Der Bundesrat hat am 18.12.2020 Stellung genommen zum Entwurf eines Gesetzes zur Mobilisierung von Bauland (Baulandmobilisierungsgesetz) der Bundesregierung. Er begrüßt den Entwurf und fordert die Bundesregierung auf, den zügigen Abschluss des Gesetzgebungsverfahrens zu unterstützen. Die Bundesregierung hatte den Entwurf dem Bundesrat als besonders eilbedürftig zur Stellungnahme zugeleitet, um zügig mit den parlamentarischen Beratungen im Bundestag beginnen zu können.
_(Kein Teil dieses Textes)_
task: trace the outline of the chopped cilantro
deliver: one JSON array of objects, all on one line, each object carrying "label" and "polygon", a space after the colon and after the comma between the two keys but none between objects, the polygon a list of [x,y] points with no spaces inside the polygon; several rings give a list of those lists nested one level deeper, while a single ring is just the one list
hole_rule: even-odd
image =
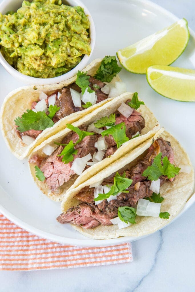
[{"label": "chopped cilantro", "polygon": [[163,197],[161,197],[160,194],[156,194],[156,193],[153,193],[150,197],[146,197],[144,199],[153,203],[162,203],[164,199]]},{"label": "chopped cilantro", "polygon": [[114,126],[115,121],[115,114],[111,114],[109,117],[103,117],[101,118],[100,120],[98,120],[94,125],[97,128],[102,128],[105,126],[112,127]]},{"label": "chopped cilantro", "polygon": [[117,172],[114,178],[114,184],[110,190],[106,194],[99,194],[98,197],[95,198],[94,200],[104,200],[109,198],[110,196],[115,196],[119,192],[128,192],[128,191],[126,190],[126,189],[131,185],[133,181],[125,177],[125,171],[124,171],[122,175]]},{"label": "chopped cilantro", "polygon": [[88,101],[86,105],[82,105],[82,107],[84,109],[88,109],[88,107],[91,107],[92,104],[90,101]]},{"label": "chopped cilantro", "polygon": [[60,108],[60,107],[58,107],[57,105],[50,105],[48,109],[49,113],[49,114],[47,115],[48,117],[52,119],[56,112],[59,110]]},{"label": "chopped cilantro", "polygon": [[126,135],[126,127],[125,123],[121,123],[103,131],[101,135],[103,137],[108,136],[109,134],[112,135],[116,143],[117,148],[118,148],[122,144],[129,140]]},{"label": "chopped cilantro", "polygon": [[72,131],[74,131],[78,135],[79,138],[77,142],[77,144],[78,144],[80,142],[82,141],[86,136],[94,135],[94,133],[87,132],[86,131],[82,131],[77,127],[74,127],[73,126],[70,124],[66,124],[66,127],[68,129],[70,129]]},{"label": "chopped cilantro", "polygon": [[77,154],[78,150],[74,148],[74,144],[72,140],[71,140],[68,145],[65,146],[60,154],[58,156],[63,156],[62,161],[65,164],[72,161],[74,159],[73,154]]},{"label": "chopped cilantro", "polygon": [[43,174],[43,173],[42,171],[39,167],[36,166],[34,166],[35,170],[35,175],[36,177],[39,180],[43,182],[45,179],[45,177]]},{"label": "chopped cilantro", "polygon": [[121,220],[127,223],[128,222],[134,224],[136,218],[136,209],[132,207],[119,207],[118,208],[118,216]]},{"label": "chopped cilantro", "polygon": [[86,88],[87,88],[87,91],[90,93],[94,92],[94,91],[91,89],[89,86],[89,79],[90,77],[87,75],[87,72],[84,73],[84,72],[78,71],[77,79],[75,81],[76,84],[81,88],[82,94],[84,94]]},{"label": "chopped cilantro", "polygon": [[115,56],[106,56],[94,77],[103,82],[110,82],[122,69],[117,64]]},{"label": "chopped cilantro", "polygon": [[18,126],[17,129],[20,132],[30,130],[42,130],[52,127],[54,123],[45,112],[35,112],[32,110],[27,110],[21,118],[18,117],[14,120],[15,125]]},{"label": "chopped cilantro", "polygon": [[180,168],[175,167],[171,163],[167,156],[163,158],[162,165],[162,153],[161,152],[156,156],[151,166],[148,166],[144,171],[142,175],[143,176],[147,177],[150,180],[157,180],[161,175],[165,175],[170,179],[178,174]]},{"label": "chopped cilantro", "polygon": [[137,110],[139,107],[140,105],[145,104],[143,101],[139,101],[137,98],[137,92],[134,92],[131,100],[128,104],[130,107],[135,110]]},{"label": "chopped cilantro", "polygon": [[159,214],[159,217],[162,219],[168,219],[170,214],[168,212],[161,212]]}]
Die Stellungnahme des Bundesrates wurde der Bundesregierung zugeleitet, die dazu eine Gegenäußerung verfasst und dem Bundestag zur Entscheidung vorlegt. Spätestens drei Wochen nach Verabschiedung des Gesetzes durch den Bundestag befasst sich der Bundesrat dann noch einmal abschließend mit dem Gesetzesentwurf.
Siehe schon:
Bundesregierung beschließt Baulandmobilisierung & Beschränkung der Umwandlung von Miet- in Eigentumswohnungen
Der Bundesrat sieht aber auch Änderungs- und Ergänzungsbedarf, etwa wie folgt:
- Die Potenziale der Digitalisierung sollen verstärkt genutzt werden, um Arbeitsabläufe und die vielfältigen Kontakte insbesondere mit Bürgerinnen und Bürgern mithilfe moderner Informationstechnologien neu zu gestalten. Dieser Ansatz, der bereits mit dem Planungssicherstellungsgesetz eingeschlagen wurde, soll nun in das Dauerrecht überführt werden. Daher sollen sowohl die frühzeitige Beteiligung als auch die Beteiligung der Öffentlichkeit nach § 3 Absatz 1 Satz 1a BauGB durch Einstellung von entsprechenden Unterlagen in das Internet erfolgen.
- Für die wirksame Beschränkung von Emissionsmengen, insbesondere von Lärmemissionen, durch Festsetzungen in Bebauungsplänen fordert der Bundesrat eine anwendungssichere Rechtsgrundlage. Es soll eine grundsätzlich neue und vereinfachte Ermächtigungsgrundlage für die Emissionskontingentierung im Baugesetzbuch geschaffen werden, die praxissicher angewendet werden kann, um insbesondere Lärmemissionen von Gewerbe- und Industriegebieten dauerhaft rechtssicher in Bebauungsplänen steuern zu können.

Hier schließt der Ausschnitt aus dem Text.